Thursday, May 26, 2005
I spend a lot of time thinking about topics to write for my blog. Interesting anedotes, rants and such. This usually isn't a problem coming up with material. Today, I couldn't. I've been a bit stressed out (Work mostly) and I'm not sure where all my energy has gone. I don't even feel like eating. The chewing part, not the cooking part.
The go getter part of me took a vacation with out any notice. Motivation is at an all time low. And I just had a craving for liver. What the %^#$?!?
I'm blaming the birth control. I had a taste of the sweet life with some charity Dianette from my friend in Wales. Her government pays for her pills. I think she felt sorry for me and our cromangon health care policies. No cramps, amenia, bloating, mood swings, mass hemmoraging, etc. Three months ago I ran out. I have been in agony.

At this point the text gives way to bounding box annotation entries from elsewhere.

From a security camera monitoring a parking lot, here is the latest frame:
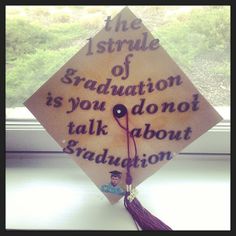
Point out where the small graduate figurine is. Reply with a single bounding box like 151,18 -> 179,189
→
100,170 -> 125,196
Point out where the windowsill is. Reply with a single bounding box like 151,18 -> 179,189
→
6,154 -> 230,230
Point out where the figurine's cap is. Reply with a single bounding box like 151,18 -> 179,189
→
109,170 -> 122,178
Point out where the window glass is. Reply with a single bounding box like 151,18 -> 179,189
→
6,6 -> 230,118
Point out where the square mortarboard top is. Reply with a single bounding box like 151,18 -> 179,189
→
109,170 -> 122,178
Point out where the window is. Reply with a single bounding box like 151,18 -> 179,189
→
6,6 -> 230,152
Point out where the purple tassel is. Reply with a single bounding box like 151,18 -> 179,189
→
124,192 -> 172,231
113,104 -> 172,231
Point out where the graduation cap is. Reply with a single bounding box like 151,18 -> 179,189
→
24,7 -> 222,230
109,170 -> 122,178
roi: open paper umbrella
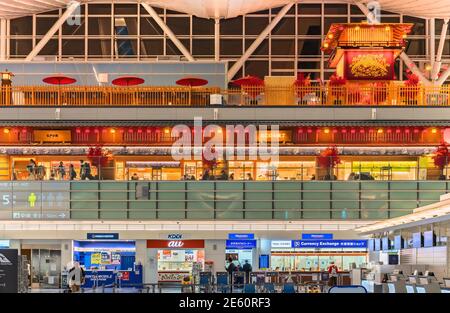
[176,77,208,105]
[42,75,77,86]
[112,76,145,87]
[232,75,264,99]
[176,77,208,87]
[42,75,77,104]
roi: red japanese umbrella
[232,75,264,98]
[176,77,208,105]
[112,76,145,87]
[42,75,77,86]
[176,77,208,87]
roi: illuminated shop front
[270,240,367,271]
[147,240,205,282]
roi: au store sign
[292,240,367,249]
[225,240,256,249]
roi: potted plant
[433,142,450,180]
[400,74,419,105]
[317,146,341,180]
[329,73,347,105]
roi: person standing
[80,160,86,180]
[58,161,66,180]
[328,262,339,287]
[68,262,85,292]
[69,163,77,180]
[225,257,236,285]
[242,260,253,284]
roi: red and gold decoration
[322,23,413,81]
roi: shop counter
[158,271,191,283]
[83,266,142,288]
[269,271,351,285]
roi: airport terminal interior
[0,0,450,294]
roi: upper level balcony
[0,82,450,107]
[0,181,450,221]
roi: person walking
[225,257,236,286]
[80,160,86,180]
[328,262,339,287]
[242,260,253,284]
[69,163,77,180]
[58,161,66,180]
[68,262,85,292]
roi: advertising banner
[225,240,256,250]
[292,240,367,249]
[0,249,19,293]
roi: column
[0,18,8,60]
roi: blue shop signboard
[87,233,119,240]
[225,240,256,250]
[302,234,333,240]
[292,240,367,249]
[228,234,255,240]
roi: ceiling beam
[141,3,195,62]
[228,2,294,81]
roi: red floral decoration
[87,146,110,167]
[317,146,341,168]
[330,73,347,87]
[294,73,311,98]
[202,146,217,170]
[433,142,450,170]
[405,74,419,87]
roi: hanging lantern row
[297,127,440,134]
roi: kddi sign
[167,240,184,248]
[167,234,183,240]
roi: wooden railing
[0,84,450,107]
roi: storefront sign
[228,234,255,240]
[302,234,333,240]
[271,240,292,248]
[0,249,18,293]
[225,240,256,249]
[33,130,72,142]
[292,240,367,249]
[147,240,205,249]
[87,233,119,240]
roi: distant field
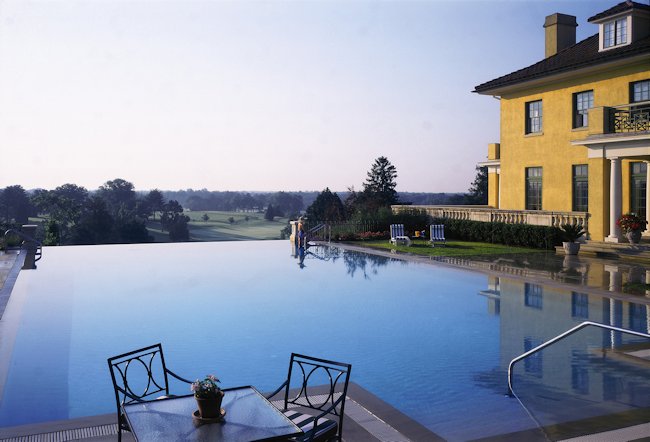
[147,210,288,242]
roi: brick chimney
[544,13,578,58]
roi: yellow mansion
[474,1,650,242]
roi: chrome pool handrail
[508,321,650,396]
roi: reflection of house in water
[479,261,650,425]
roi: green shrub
[433,218,563,250]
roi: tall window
[526,100,542,134]
[573,164,589,212]
[524,283,544,310]
[630,80,650,103]
[526,167,542,210]
[630,162,647,218]
[573,91,594,128]
[603,18,627,48]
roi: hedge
[433,218,562,250]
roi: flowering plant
[190,374,221,398]
[616,213,648,233]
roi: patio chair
[390,224,411,246]
[108,344,192,441]
[267,353,352,442]
[429,224,447,247]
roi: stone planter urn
[562,242,580,255]
[625,230,641,244]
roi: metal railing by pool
[508,321,650,396]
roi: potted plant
[190,374,225,419]
[616,213,648,244]
[562,224,585,255]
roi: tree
[0,185,35,224]
[264,204,275,221]
[160,200,183,229]
[98,178,136,216]
[42,184,88,244]
[363,157,397,207]
[72,195,115,244]
[465,166,487,205]
[307,187,346,221]
[144,189,165,221]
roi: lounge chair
[266,353,352,442]
[429,224,447,247]
[390,224,411,246]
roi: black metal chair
[108,344,192,441]
[267,353,352,441]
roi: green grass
[147,210,288,242]
[353,239,547,256]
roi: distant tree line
[0,178,189,249]
[306,156,487,231]
[0,166,487,245]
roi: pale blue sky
[0,0,617,192]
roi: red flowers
[616,213,648,233]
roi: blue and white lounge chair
[429,224,447,247]
[390,224,411,246]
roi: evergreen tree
[363,157,397,207]
[307,187,346,221]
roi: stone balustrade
[391,205,589,231]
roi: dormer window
[603,18,627,49]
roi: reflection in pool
[0,241,648,440]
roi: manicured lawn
[351,239,548,256]
[147,210,287,242]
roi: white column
[605,158,623,242]
[643,161,650,235]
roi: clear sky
[0,0,618,192]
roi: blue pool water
[0,241,647,440]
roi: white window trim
[598,15,632,52]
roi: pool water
[0,241,647,440]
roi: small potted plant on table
[191,374,225,420]
[562,224,585,255]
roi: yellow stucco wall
[499,64,650,240]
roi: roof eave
[472,52,648,97]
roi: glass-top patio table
[124,386,302,442]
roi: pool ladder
[508,321,650,396]
[5,229,43,270]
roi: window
[526,100,542,134]
[524,336,544,378]
[630,80,650,103]
[526,167,542,210]
[603,18,627,48]
[571,350,589,394]
[571,292,589,319]
[573,164,589,212]
[524,283,544,310]
[630,162,648,218]
[573,91,594,128]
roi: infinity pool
[0,241,648,440]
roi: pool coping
[0,382,445,442]
[0,252,25,319]
[330,241,650,305]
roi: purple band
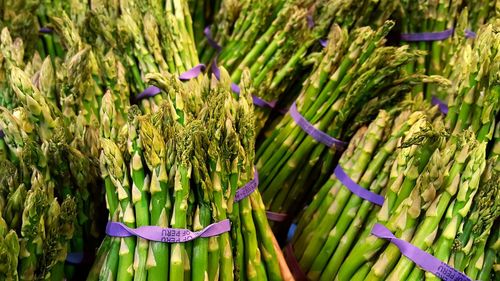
[66,252,84,264]
[266,211,288,222]
[234,169,259,202]
[334,165,384,206]
[135,86,161,102]
[38,27,53,34]
[401,28,453,41]
[401,28,476,41]
[288,102,347,150]
[372,223,472,281]
[179,63,207,81]
[252,96,280,109]
[431,96,448,115]
[285,244,309,281]
[106,219,231,243]
[203,26,222,52]
[307,14,314,29]
[465,29,477,38]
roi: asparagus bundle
[328,19,499,280]
[464,0,500,30]
[257,22,444,228]
[292,99,443,280]
[446,158,500,280]
[204,1,396,131]
[400,0,495,100]
[0,26,114,280]
[88,71,288,280]
[0,67,82,280]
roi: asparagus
[257,23,442,228]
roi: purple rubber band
[285,244,309,281]
[465,29,477,38]
[38,27,53,34]
[288,102,347,150]
[334,165,384,206]
[401,28,453,41]
[179,63,207,81]
[266,211,288,222]
[106,219,231,243]
[252,96,276,108]
[234,169,259,202]
[372,223,472,281]
[306,14,314,29]
[66,252,84,264]
[401,28,476,41]
[431,96,448,115]
[135,86,161,102]
[203,26,222,52]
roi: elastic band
[401,28,476,42]
[286,223,297,241]
[334,165,384,206]
[372,223,472,281]
[38,27,53,34]
[66,252,84,264]
[306,14,314,29]
[135,86,161,102]
[401,28,453,42]
[285,244,309,281]
[266,211,288,222]
[106,219,231,243]
[179,63,207,81]
[234,169,259,202]
[431,96,448,115]
[252,96,281,109]
[465,29,477,38]
[288,102,347,150]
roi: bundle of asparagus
[292,99,445,280]
[202,0,396,131]
[464,0,500,30]
[88,68,288,280]
[294,18,500,280]
[400,0,495,100]
[257,22,444,228]
[0,29,103,280]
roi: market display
[0,0,500,281]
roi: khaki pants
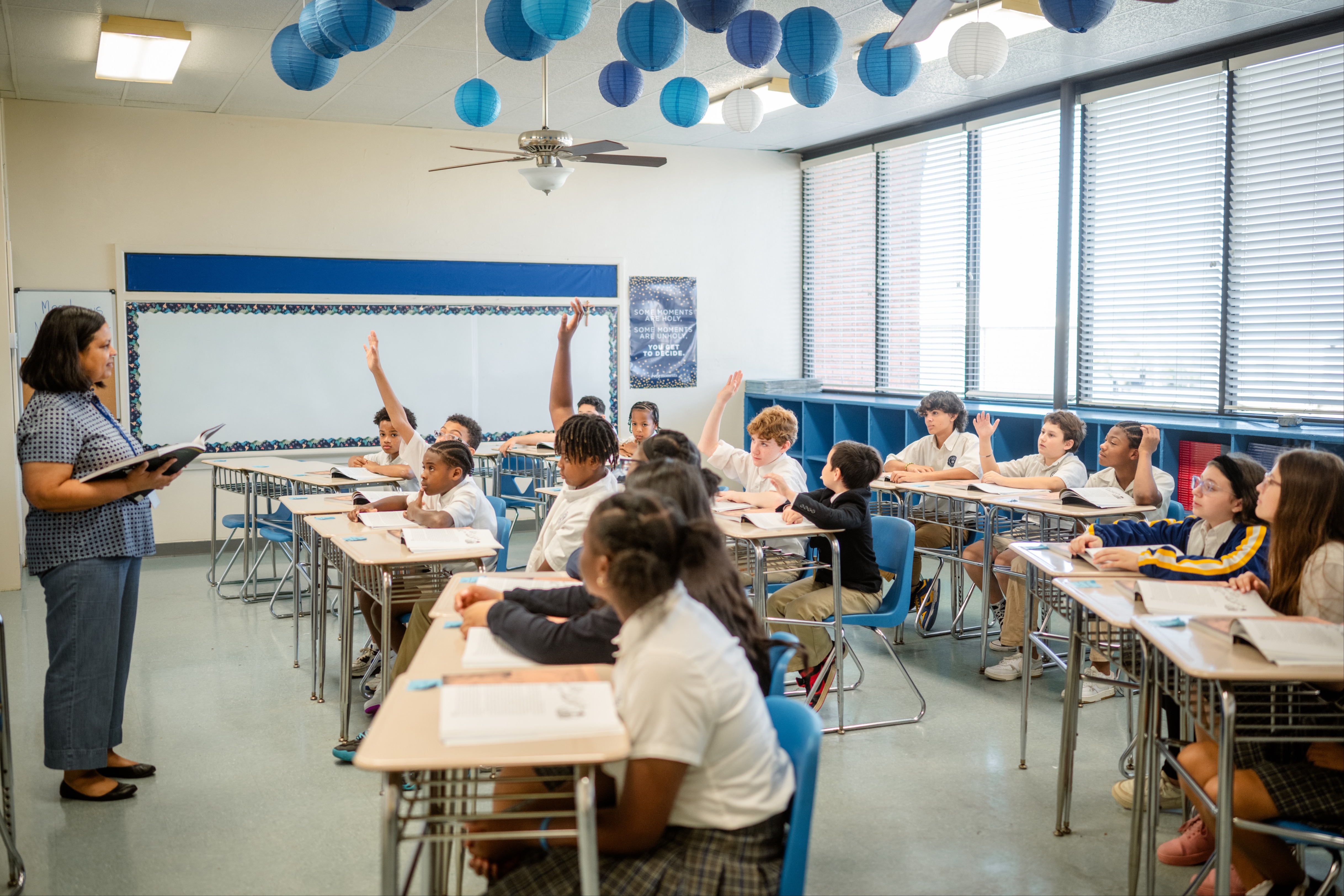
[766,575,882,672]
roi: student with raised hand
[882,392,980,629]
[468,490,794,896]
[348,407,419,492]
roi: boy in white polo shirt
[882,392,980,630]
[699,371,808,584]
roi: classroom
[0,0,1344,896]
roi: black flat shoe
[60,780,139,803]
[94,762,157,779]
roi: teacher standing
[17,305,180,802]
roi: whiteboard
[126,302,618,451]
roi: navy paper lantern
[859,34,919,97]
[776,7,839,75]
[1040,0,1116,34]
[616,0,685,71]
[597,59,644,107]
[313,0,396,52]
[485,0,555,62]
[523,0,593,40]
[789,68,836,109]
[298,3,349,59]
[270,24,336,90]
[727,9,782,68]
[453,78,500,127]
[659,76,710,127]
[676,0,751,34]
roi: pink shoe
[1191,868,1246,896]
[1157,815,1214,870]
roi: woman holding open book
[17,305,180,802]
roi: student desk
[305,513,495,743]
[355,584,630,896]
[1129,615,1344,896]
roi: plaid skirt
[1233,741,1344,834]
[485,813,786,896]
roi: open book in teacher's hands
[79,423,224,494]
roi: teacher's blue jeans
[38,557,140,770]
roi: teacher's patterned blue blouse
[17,390,155,575]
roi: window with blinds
[878,133,969,392]
[1078,73,1227,410]
[968,111,1059,398]
[1226,47,1344,415]
[802,153,878,390]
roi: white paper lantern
[723,87,765,134]
[948,22,1008,81]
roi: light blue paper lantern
[1040,0,1116,34]
[597,59,644,109]
[485,0,555,62]
[453,78,500,127]
[616,0,685,71]
[298,3,349,59]
[270,24,336,90]
[726,9,782,68]
[523,0,593,40]
[313,0,396,52]
[859,34,919,97]
[789,68,837,109]
[776,7,839,76]
[676,0,751,34]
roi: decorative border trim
[126,301,621,454]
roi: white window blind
[1226,47,1344,416]
[976,111,1059,398]
[802,153,878,390]
[878,133,968,392]
[1078,73,1227,410]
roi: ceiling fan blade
[453,147,535,156]
[430,156,532,173]
[566,140,629,156]
[570,156,668,168]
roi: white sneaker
[1059,666,1117,703]
[985,653,1044,681]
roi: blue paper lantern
[270,24,336,90]
[616,0,685,71]
[859,34,919,97]
[1040,0,1116,34]
[485,0,555,62]
[298,3,349,59]
[726,9,781,68]
[776,7,839,75]
[523,0,593,40]
[313,0,396,52]
[789,68,836,109]
[676,0,751,34]
[453,78,500,127]
[597,59,644,107]
[659,76,710,127]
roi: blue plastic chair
[770,631,798,697]
[765,696,821,896]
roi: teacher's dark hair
[19,305,108,392]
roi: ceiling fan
[430,56,668,196]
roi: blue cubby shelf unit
[742,392,1344,489]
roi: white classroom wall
[0,99,801,553]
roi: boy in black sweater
[766,442,882,708]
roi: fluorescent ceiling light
[700,78,798,125]
[853,0,1052,62]
[94,16,191,85]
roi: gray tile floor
[0,532,1322,895]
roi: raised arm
[698,371,742,457]
[364,331,415,442]
[551,298,583,430]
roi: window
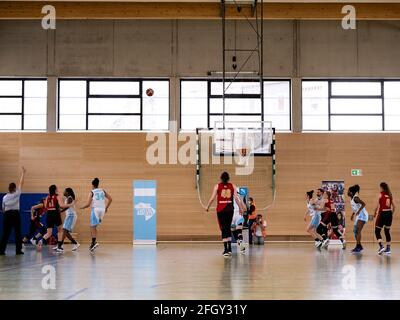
[303,80,400,131]
[58,79,169,131]
[0,79,47,130]
[181,79,291,131]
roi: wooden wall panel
[0,133,400,242]
[0,1,400,20]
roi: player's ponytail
[92,178,100,188]
[379,182,393,201]
[65,188,75,200]
[221,171,230,184]
[49,184,57,196]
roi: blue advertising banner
[133,180,157,244]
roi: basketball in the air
[146,88,154,97]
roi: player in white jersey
[347,184,368,253]
[304,190,324,248]
[56,188,80,253]
[231,196,246,253]
[81,178,112,251]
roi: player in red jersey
[374,182,395,254]
[22,199,46,245]
[206,172,244,257]
[314,188,333,249]
[37,184,71,250]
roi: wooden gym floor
[0,243,400,300]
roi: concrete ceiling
[4,0,400,4]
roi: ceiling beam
[0,1,400,20]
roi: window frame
[57,77,171,132]
[0,77,48,132]
[301,78,400,133]
[179,77,293,132]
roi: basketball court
[0,0,400,301]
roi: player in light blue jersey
[81,178,112,252]
[347,184,368,253]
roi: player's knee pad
[353,226,358,238]
[385,228,392,242]
[39,226,47,236]
[375,227,382,240]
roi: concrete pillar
[292,78,303,132]
[47,76,58,132]
[47,29,58,132]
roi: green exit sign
[351,169,362,177]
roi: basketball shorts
[90,208,106,227]
[330,212,339,228]
[231,215,244,230]
[354,209,368,224]
[310,213,321,228]
[46,211,62,229]
[63,214,78,232]
[375,211,393,228]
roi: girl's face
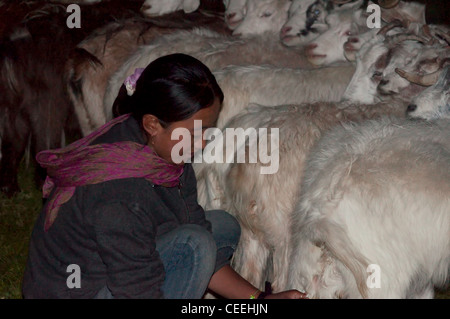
[142,99,221,165]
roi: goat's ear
[183,0,200,13]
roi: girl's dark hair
[113,53,224,127]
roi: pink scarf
[36,114,183,231]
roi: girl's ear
[142,114,162,137]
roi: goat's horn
[377,19,404,35]
[378,0,400,9]
[395,68,442,86]
[434,29,450,45]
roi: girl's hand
[264,289,309,299]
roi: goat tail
[320,219,369,299]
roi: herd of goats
[0,0,450,298]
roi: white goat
[223,0,247,30]
[67,20,173,136]
[280,0,329,46]
[233,0,291,37]
[104,29,320,123]
[287,118,450,298]
[141,0,200,17]
[407,67,450,120]
[306,1,365,65]
[194,102,406,290]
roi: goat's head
[233,0,291,37]
[223,0,247,30]
[280,0,328,46]
[141,0,200,17]
[398,66,450,120]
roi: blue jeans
[95,210,241,299]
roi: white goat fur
[223,0,247,30]
[104,29,326,124]
[286,118,450,298]
[194,102,406,291]
[67,20,175,136]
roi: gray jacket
[22,118,211,298]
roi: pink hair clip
[124,68,144,96]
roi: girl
[23,54,304,298]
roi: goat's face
[377,41,426,96]
[141,0,200,17]
[343,21,378,61]
[303,246,345,299]
[233,0,291,37]
[280,0,328,46]
[223,0,247,30]
[406,66,450,120]
[305,12,352,65]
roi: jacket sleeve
[91,201,165,299]
[182,164,212,232]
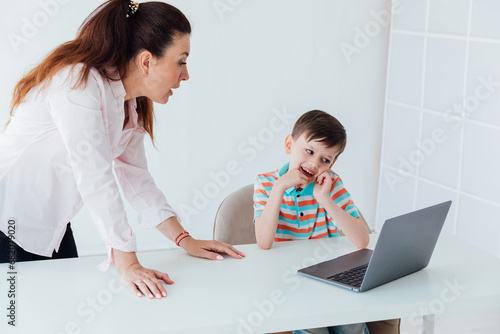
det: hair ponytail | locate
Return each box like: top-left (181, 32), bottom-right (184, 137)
top-left (10, 0), bottom-right (191, 141)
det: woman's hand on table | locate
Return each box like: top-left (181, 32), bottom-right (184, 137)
top-left (113, 249), bottom-right (174, 299)
top-left (179, 236), bottom-right (246, 260)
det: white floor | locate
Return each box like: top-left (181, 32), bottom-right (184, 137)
top-left (401, 308), bottom-right (500, 334)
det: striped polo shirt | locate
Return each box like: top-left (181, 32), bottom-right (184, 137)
top-left (253, 163), bottom-right (359, 241)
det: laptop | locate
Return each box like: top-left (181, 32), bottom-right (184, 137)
top-left (297, 201), bottom-right (451, 292)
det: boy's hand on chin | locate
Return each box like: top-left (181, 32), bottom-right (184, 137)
top-left (313, 171), bottom-right (333, 204)
top-left (276, 168), bottom-right (309, 190)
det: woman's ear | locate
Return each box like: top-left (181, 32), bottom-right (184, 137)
top-left (330, 158), bottom-right (337, 169)
top-left (136, 50), bottom-right (153, 77)
top-left (285, 135), bottom-right (293, 154)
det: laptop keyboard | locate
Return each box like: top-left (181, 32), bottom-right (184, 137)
top-left (327, 263), bottom-right (368, 288)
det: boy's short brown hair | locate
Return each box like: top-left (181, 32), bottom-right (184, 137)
top-left (292, 110), bottom-right (347, 158)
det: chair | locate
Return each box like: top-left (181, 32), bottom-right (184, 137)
top-left (213, 184), bottom-right (400, 334)
top-left (213, 184), bottom-right (372, 245)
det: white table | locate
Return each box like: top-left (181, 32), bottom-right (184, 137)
top-left (0, 235), bottom-right (500, 334)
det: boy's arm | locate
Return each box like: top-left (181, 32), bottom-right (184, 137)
top-left (255, 169), bottom-right (307, 249)
top-left (314, 172), bottom-right (370, 248)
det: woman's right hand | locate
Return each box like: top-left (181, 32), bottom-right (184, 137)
top-left (113, 249), bottom-right (174, 299)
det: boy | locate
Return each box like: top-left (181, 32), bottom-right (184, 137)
top-left (254, 110), bottom-right (399, 334)
top-left (254, 110), bottom-right (370, 249)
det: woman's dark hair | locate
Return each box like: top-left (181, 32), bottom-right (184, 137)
top-left (10, 0), bottom-right (191, 140)
top-left (292, 110), bottom-right (347, 158)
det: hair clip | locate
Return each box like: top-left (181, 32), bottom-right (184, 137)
top-left (127, 0), bottom-right (139, 17)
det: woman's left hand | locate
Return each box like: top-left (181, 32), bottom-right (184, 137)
top-left (179, 237), bottom-right (245, 260)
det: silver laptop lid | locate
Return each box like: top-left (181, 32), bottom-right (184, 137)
top-left (360, 201), bottom-right (451, 291)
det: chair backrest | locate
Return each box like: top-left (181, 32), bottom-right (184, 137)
top-left (213, 184), bottom-right (257, 245)
top-left (213, 184), bottom-right (371, 245)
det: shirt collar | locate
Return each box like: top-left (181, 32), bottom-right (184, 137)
top-left (278, 162), bottom-right (316, 196)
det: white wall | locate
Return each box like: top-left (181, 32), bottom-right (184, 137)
top-left (0, 0), bottom-right (388, 255)
top-left (377, 0), bottom-right (500, 256)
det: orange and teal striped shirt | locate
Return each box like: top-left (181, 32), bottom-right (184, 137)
top-left (253, 163), bottom-right (359, 241)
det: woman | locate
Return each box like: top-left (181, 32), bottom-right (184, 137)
top-left (0, 0), bottom-right (244, 298)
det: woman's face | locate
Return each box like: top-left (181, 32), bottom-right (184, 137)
top-left (144, 34), bottom-right (190, 104)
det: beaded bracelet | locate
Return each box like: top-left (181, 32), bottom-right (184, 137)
top-left (174, 231), bottom-right (189, 245)
top-left (175, 232), bottom-right (190, 247)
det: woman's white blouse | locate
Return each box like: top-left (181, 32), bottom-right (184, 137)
top-left (0, 65), bottom-right (177, 270)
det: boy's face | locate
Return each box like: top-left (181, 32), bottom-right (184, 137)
top-left (285, 134), bottom-right (339, 184)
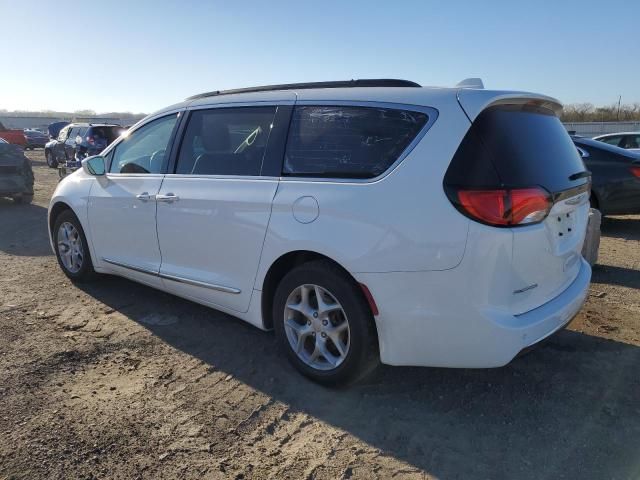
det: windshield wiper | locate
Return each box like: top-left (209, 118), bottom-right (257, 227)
top-left (569, 170), bottom-right (591, 180)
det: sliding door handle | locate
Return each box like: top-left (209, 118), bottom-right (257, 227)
top-left (156, 193), bottom-right (180, 203)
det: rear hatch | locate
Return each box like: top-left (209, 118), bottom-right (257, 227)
top-left (445, 92), bottom-right (590, 315)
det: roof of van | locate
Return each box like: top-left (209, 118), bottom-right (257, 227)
top-left (144, 78), bottom-right (562, 120)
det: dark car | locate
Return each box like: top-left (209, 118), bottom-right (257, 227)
top-left (47, 122), bottom-right (70, 140)
top-left (0, 140), bottom-right (33, 203)
top-left (24, 129), bottom-right (49, 150)
top-left (572, 137), bottom-right (640, 215)
top-left (44, 123), bottom-right (123, 168)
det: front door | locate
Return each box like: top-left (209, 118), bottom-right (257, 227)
top-left (89, 113), bottom-right (178, 285)
top-left (157, 105), bottom-right (290, 312)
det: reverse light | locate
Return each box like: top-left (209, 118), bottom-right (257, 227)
top-left (457, 187), bottom-right (553, 227)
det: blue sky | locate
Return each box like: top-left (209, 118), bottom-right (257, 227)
top-left (0, 0), bottom-right (640, 112)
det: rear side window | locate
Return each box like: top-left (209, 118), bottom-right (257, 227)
top-left (283, 106), bottom-right (428, 178)
top-left (445, 105), bottom-right (588, 193)
top-left (87, 127), bottom-right (123, 145)
top-left (176, 106), bottom-right (282, 176)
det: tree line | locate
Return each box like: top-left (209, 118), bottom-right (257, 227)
top-left (560, 102), bottom-right (640, 122)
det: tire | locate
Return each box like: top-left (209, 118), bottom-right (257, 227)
top-left (44, 150), bottom-right (58, 168)
top-left (13, 193), bottom-right (33, 205)
top-left (272, 260), bottom-right (380, 385)
top-left (52, 210), bottom-right (96, 283)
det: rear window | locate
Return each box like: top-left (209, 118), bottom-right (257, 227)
top-left (283, 106), bottom-right (428, 178)
top-left (87, 127), bottom-right (124, 145)
top-left (445, 105), bottom-right (588, 193)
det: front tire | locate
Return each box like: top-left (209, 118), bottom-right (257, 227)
top-left (272, 260), bottom-right (379, 385)
top-left (52, 210), bottom-right (95, 282)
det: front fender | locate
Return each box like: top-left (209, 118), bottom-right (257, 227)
top-left (47, 170), bottom-right (95, 258)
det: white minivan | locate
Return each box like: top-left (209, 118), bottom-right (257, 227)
top-left (48, 80), bottom-right (591, 384)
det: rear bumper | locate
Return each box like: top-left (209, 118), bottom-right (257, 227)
top-left (358, 258), bottom-right (591, 368)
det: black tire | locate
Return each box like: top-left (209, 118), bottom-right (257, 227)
top-left (272, 260), bottom-right (380, 385)
top-left (51, 210), bottom-right (96, 283)
top-left (44, 150), bottom-right (58, 168)
top-left (13, 193), bottom-right (33, 205)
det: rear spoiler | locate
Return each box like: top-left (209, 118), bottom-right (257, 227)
top-left (456, 88), bottom-right (562, 122)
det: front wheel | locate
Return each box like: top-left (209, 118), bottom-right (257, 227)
top-left (273, 260), bottom-right (379, 385)
top-left (52, 210), bottom-right (95, 282)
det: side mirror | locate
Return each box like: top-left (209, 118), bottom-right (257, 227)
top-left (82, 155), bottom-right (105, 177)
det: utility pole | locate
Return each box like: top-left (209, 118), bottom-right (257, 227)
top-left (618, 95), bottom-right (622, 121)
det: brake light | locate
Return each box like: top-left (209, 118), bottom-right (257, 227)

Three months you say? Why haven't you gotten more? Because the other 28 days of my cycle I completely forget my body is for making babies. I've got other shit to do, like call my congress person, save puppies and stop hunger.
So, it comes down to convience. I'm pissed because I can't do what I want to. I actually have to listen to my body, my needs. I guess that can't be all that bad.
Maybe a perscription of Ben, Jerry and a Little Sex in the City is all I need.